Zimbabwe Electoral Commission’s (ZEC) preparedness to hold the upcoming 2023 election has come under the spotlight after experiencing some logistical hurdles in handling the just ended by-election across vacant seats across the country.
Issues raised by observers included discrepancies and some people missing their names on the voter’s roll, some being turned back due to lack of proper voter education and lack of proper equipment such as indelible ink, tents, pens and proper lighting.
The pouring rains did not make it any better, as ZEC was caught by surprise with some tents reportedly leaking and slowing down the voting process.
In response to this, CCC spokesperson Fadzai Mahere said, “We have said that this by-election was a dry run to next year’s general elections and we wanted to put ZEC to a serious test to see if it is capable and today we can safely say ZEC has failed the citizens.”
“We have had several issues whereby our polling agents were turned away and names of voters were moved from one constituency to the other. We have received reports of violence in Kwekwe; our agents are being beaten up. We are saying violence should be a thing of the part,” she said.
In another isolated case, the ZANU PF candidate for Mkoba was reported to have been distributing fliers within the vicinity of Mkoba 13 PolyClinic polling station on voting day, violating the Electoral Act yet the commission did not react to some raised anomalies.
A lot of efforts by independent organizations, the civic society, the government, and some political parties have been put in place to try and create political opportunities for women in Zimbabwe.
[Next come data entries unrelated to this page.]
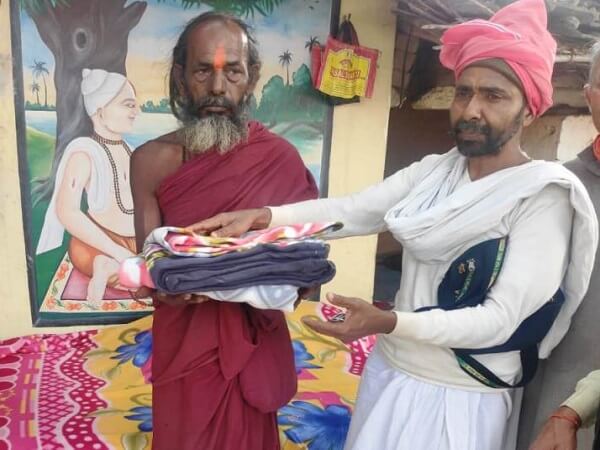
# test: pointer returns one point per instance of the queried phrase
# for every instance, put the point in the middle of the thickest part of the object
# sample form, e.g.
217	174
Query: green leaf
134	441
105	412
114	372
Such anomalies and discrepancies can have a major contribution to voter apathy in Zimbabwe with this just ended election attracting 35% of the voters.
As of 8 January 2022, there were over 3 million female registered voters against around 2.6 million male registered voters.
118 candidates were contesting, and only 12 were part of the running candidates.
Statistics from ZEC shows that in the local authority by-election, only 15.5% of the winning candidate were women while in the national assembly 21% of the winners were women.
ZANU PF fielded the most female candidates(5), followed by CCC which fielded 3 candidates ahead of 2 candidates from MAAT Zimbabwe.
Other political parties that had a female candidate include, UZA, NPF, UZA, and 1 independent candidate.
This depicts that there is still a lot of work that needs to be done to open up spaces for women to participate in the electoral processes.
As we wind up this women’s celebration month advocacy must be directed towards creating a conducive political environment for gender equity.